Decorating & Design - Colour

A paint colour for every room

Interior designer Olivia Hnatyshin suggests a different paint colour for every room in your house.

“When choosing a paint colour for each room in the house, think of the function of the room,” says Toronto-based interior designer Olivia Hnatyshin. Examining the purpose of the room and why you are in it, will better help you pick an ideal paint colour for the space. She says to consider who will occupy the room the most and consider the other family members that may use the room. Additionally, think about how often the space is used. Ready to get started to choose a paint colour? Here are Olivia’s eight colour suggestions for painting each room in your house.

1 Kitchen: Yellow
Olivia says, “The kitchen is a place where everyone congregates and it should put you in a good mood.” For that reason, she suggests a bright, cheerful colour like yellow, which natural light will bounce off of.

2 Bathroom: Seafoam green

“It creates a spa-like atmosphere,” says Olivia about seafoam green, a colour between cyan and green. “You spend a lot of time getting dressed in the bathroom and it should be a relaxing space,” she explains. For an area of the house that you use on a daily basis and for a copious amount of time, Olivia recommends a calm colour like seafoam green to create a serene atmosphere.  

3 Couple’s bedroom: Silver
Not metallic silver, but a silver that is softer and closer to grey permits what Olivia calls “a gender neutral colour.” She describes it as perfect for a couple’s room because it appeals to both the male and female aspects of a bedroom. She says it’s easy to add feminine touches like silver paint on the walls, but at the same time it’s still masculine.

4 Living room: Butterscotch
When choosing a paint colour for the living room, Olivia hints at having a neutral colour. “Choose a colour that can be versatile with the furniture,” she says. She explains that as furniture changes through time, the colour needs to correspond along the way. “The butterscotch tone will grow with the furniture,” she says. As a result, in a few years it will still be viable to work with the furniture. She adds that a butterscotch paint colour also works well with different fabrics and furniture pieces. “The warm brown base can work with all seasons, whether winter or summer,” she says. This paint colour is also family-friendly for the living room because “the kids can put their fingers on the wall and it won’t get dirty.”

5 Dining room: Cranberry
“Cranberry is a rich colour. It is traditional, yet a little different than red,” says Olivia. A cranberry paint colour is a contemporary take on red and is actually a colour known to stimulate your taste buds she says. For such a formal area of the home like the dining room, where we tend to gather for family dinners or to host formal events, Olivia says that an intimate atmosphere should be created in the space. This can be accomplished with the help of this paint since it suits as a bold, yet formal colour.  

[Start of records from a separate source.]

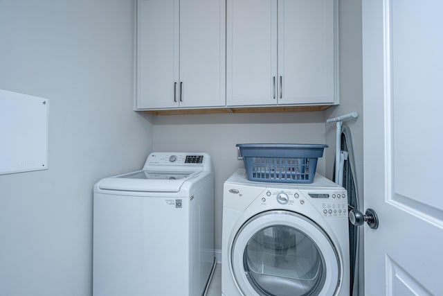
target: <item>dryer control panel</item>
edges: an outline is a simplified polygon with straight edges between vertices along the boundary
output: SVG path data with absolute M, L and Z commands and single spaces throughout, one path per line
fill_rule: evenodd
M 307 192 L 305 194 L 311 198 L 324 217 L 347 217 L 346 191 Z

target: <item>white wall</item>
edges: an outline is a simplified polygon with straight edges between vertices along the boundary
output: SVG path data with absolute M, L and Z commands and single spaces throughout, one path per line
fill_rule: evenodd
M 222 248 L 223 183 L 243 162 L 235 144 L 242 143 L 325 143 L 323 112 L 157 116 L 153 149 L 206 152 L 215 175 L 215 248 Z M 325 173 L 325 158 L 317 171 Z
M 0 176 L 1 295 L 91 295 L 93 185 L 152 150 L 150 117 L 132 111 L 133 10 L 0 0 L 0 89 L 51 104 L 49 169 Z

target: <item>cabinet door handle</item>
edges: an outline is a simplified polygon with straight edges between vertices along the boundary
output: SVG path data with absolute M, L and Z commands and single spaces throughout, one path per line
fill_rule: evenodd
M 181 94 L 181 89 L 182 89 L 181 86 L 182 86 L 182 85 L 183 85 L 183 82 L 180 82 L 180 101 L 181 101 L 181 102 L 183 102 L 183 99 L 182 99 L 182 98 L 181 98 L 181 97 L 182 97 L 182 94 Z
M 280 98 L 283 97 L 283 82 L 282 76 L 280 76 Z
M 272 78 L 272 80 L 273 80 L 273 97 L 274 99 L 275 98 L 275 76 L 273 76 Z
M 177 101 L 177 82 L 174 82 L 174 101 Z

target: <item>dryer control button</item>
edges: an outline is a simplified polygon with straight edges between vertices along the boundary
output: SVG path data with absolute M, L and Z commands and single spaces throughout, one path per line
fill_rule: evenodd
M 289 201 L 289 197 L 287 194 L 282 192 L 277 195 L 277 201 L 282 204 L 286 204 Z

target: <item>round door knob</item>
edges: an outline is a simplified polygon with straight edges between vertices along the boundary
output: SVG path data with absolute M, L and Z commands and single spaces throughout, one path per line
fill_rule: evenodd
M 287 194 L 282 192 L 277 195 L 277 201 L 282 204 L 286 204 L 289 201 L 289 197 Z
M 356 209 L 350 211 L 349 220 L 351 224 L 355 226 L 361 226 L 365 222 L 372 229 L 377 229 L 379 227 L 379 217 L 375 211 L 372 209 L 368 209 L 364 215 Z

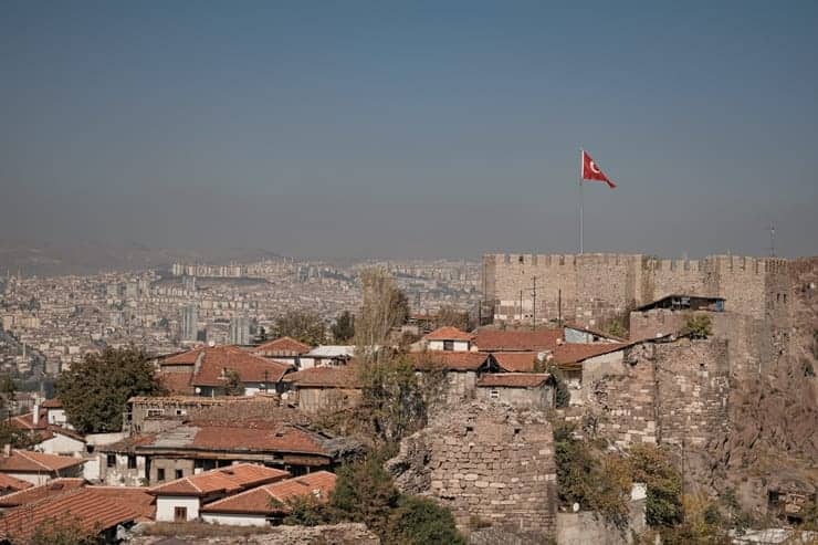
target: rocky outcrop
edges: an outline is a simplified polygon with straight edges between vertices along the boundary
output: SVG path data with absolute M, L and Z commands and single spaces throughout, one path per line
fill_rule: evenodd
M 387 463 L 403 492 L 449 507 L 458 526 L 543 543 L 556 528 L 554 438 L 545 413 L 473 401 L 405 439 Z

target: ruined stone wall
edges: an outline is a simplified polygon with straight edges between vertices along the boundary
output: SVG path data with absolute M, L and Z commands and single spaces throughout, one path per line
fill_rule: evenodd
M 599 431 L 615 443 L 704 446 L 726 433 L 727 343 L 679 339 L 626 350 L 596 377 L 583 377 Z
M 562 290 L 563 317 L 586 326 L 615 316 L 627 308 L 664 295 L 721 296 L 726 310 L 758 319 L 770 319 L 769 305 L 778 302 L 776 316 L 789 279 L 787 262 L 713 255 L 701 261 L 654 260 L 641 254 L 487 254 L 484 261 L 484 298 L 495 306 L 495 318 L 529 319 L 534 311 L 532 289 L 537 277 L 538 322 L 557 318 Z M 791 294 L 787 295 L 787 301 Z
M 542 411 L 472 401 L 453 407 L 405 439 L 387 463 L 405 492 L 452 510 L 460 527 L 473 517 L 543 543 L 556 527 L 556 465 Z

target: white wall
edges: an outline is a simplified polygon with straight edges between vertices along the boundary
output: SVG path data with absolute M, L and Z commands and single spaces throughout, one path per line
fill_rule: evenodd
M 230 526 L 268 526 L 264 515 L 239 515 L 235 513 L 203 513 L 201 518 L 210 524 L 227 524 Z
M 188 509 L 188 521 L 199 517 L 199 499 L 195 496 L 157 496 L 156 497 L 156 521 L 174 522 L 174 511 L 176 507 Z
M 38 444 L 36 450 L 45 452 L 46 454 L 82 457 L 85 453 L 85 443 L 74 439 L 73 437 L 54 433 L 54 437 Z

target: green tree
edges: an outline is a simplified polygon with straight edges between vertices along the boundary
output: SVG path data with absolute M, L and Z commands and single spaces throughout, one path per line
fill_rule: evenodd
M 691 314 L 679 331 L 679 335 L 707 338 L 713 335 L 713 321 L 706 314 Z
M 324 343 L 324 321 L 314 312 L 287 311 L 275 321 L 275 335 L 292 337 L 307 345 Z
M 333 339 L 337 344 L 349 342 L 355 337 L 355 316 L 349 311 L 344 311 L 332 326 Z
M 80 433 L 119 431 L 128 398 L 162 391 L 146 354 L 135 348 L 105 348 L 57 378 L 56 394 Z
M 648 486 L 646 520 L 651 526 L 674 526 L 682 521 L 682 476 L 667 450 L 638 444 L 630 450 L 633 480 Z

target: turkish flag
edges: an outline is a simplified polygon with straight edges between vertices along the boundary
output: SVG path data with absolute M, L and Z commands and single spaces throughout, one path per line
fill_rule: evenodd
M 590 156 L 585 149 L 583 149 L 583 179 L 594 180 L 594 181 L 604 181 L 611 189 L 617 187 L 616 184 L 610 181 L 608 177 L 605 176 L 605 172 L 602 172 L 602 170 L 597 166 L 597 164 L 594 163 L 594 159 L 590 158 Z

6 Home office: Wedgwood blue
Since anyone who uses a home office on a regular basis tends to spend a lot of time in this space, it’s only fitting to have a calming, yet colourful paint colour. A grey-blue colour will keep you cool and composed amidst the papers stacked on your desk, but Olivia says a ‘Wedgwood’-inspired blue is also still colourful enough to keep your mood up.

7 Laundry room: Grass green

“With small spaces like the laundry room, you can afford to add a pop of colour,” says Olivia. “Grass green is a fresh colour that is something clean and contemporary but not too overpowering for the laundry room.”

8 Basement: Bone
“It’s a really big space,” says Olivia about the basement. It requires a warm neutral colour so as not to overwhelm the eyes, she says. Since this area of the house is usually dark and cold, you can add warmth through the paint colour you choose. Olivia recommends a bone coloured paint – something that’s a shade of white but far lighter than brown. She says to avoid anything too colourful, which she says can be overwhelming in a basement. “A dark colour in a basement with no windows will make the space look like a cave.” A bone colour is just right as it is warm and inviting, she says.